He was forced to get rid of a suckler herd because of a three-year breakdown and has since taken a ruthless approach to inconclusive reactors, actively removing them from his farm.
“There is an inability to plan ahead,” he said.
“You think you are going to do something, but then suddenly you get TB and you have to change tack as you cannot sell your stores.
“We do not plan. We assume we are going to get TB at some point again.”
Nowhere are divergent views on TB more clearly displayed than in the controversial badger cull debate.
Mr Saunders-Jones said: “The thing which frustrates me most about TB is people getting obsessed with badgers.
“If you go to the Royal Welsh Show, the media will always be saying ‘farmers want a badger cull’.
“I have never met a farmer who wants a badger cull. I have met farmers who want to eradicate TB, but not cull badgers. The message is totally wrong.”
So why is the issue so emotive?
“You have got kids’ stories and wildlife programmes; people go to watch wildlife and have a connection to it,” Mr Saunders-Jones said.
“But part of it is on us. We have not explained the effects of TB correctly and we are not getting our message across.”
Dr Fenwick disagreed.
“It is not about a lack of explaining the issue,” he said.
“People are detached from nature. They get their impression of the countryside from the internet or through Wind in the Willows.
“We are quite unique in Europe in the history of our industrial revolution. We have a hugely urbanised population which is embedded and has been for 200 years now, so we are more detached from the countryside as a population than Ireland or France. They still have those links.”
This divide between rural areas and urban areas, where politicians can hoover up most votes, has led to accusations the Welsh Government has used the badger cull as a political football.

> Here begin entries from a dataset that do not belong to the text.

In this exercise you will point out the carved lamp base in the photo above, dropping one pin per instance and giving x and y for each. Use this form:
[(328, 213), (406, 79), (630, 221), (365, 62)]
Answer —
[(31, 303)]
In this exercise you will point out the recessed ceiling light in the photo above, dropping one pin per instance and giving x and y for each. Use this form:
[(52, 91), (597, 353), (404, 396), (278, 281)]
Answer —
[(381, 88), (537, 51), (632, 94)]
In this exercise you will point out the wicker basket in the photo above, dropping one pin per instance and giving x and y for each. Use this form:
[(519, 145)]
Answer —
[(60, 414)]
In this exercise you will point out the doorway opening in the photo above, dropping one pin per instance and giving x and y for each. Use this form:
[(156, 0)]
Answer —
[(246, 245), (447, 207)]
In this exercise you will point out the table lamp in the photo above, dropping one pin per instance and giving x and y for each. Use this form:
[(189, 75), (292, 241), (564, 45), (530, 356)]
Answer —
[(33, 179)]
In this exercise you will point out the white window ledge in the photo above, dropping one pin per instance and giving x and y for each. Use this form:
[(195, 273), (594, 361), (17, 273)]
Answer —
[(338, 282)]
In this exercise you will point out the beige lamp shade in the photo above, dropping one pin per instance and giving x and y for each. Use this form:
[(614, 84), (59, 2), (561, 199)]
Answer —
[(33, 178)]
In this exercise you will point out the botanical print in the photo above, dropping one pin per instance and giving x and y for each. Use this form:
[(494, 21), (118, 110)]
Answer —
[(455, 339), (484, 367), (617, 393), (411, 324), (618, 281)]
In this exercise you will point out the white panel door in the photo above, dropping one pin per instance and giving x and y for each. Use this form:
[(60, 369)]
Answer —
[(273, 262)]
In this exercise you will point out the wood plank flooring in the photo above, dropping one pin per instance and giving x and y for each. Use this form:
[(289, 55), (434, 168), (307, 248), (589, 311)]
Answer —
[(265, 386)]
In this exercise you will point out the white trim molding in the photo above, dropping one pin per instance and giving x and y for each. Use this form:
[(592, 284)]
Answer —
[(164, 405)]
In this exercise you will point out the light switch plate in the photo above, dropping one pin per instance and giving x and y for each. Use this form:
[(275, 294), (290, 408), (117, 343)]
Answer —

The 2007-2011 Labour-Plaid Cymru coalition agreed to carry out a cull in West Wales, but the position was reversed in 2012 when Labour decided to govern alone.
In 2017, five years later, Rural Cabinet Secretary Lesley Griffiths announced a return to the policy.
Prof Glossop insists she always believed a targeted cull was worth trialling and had presented the same evidence to successive administrations.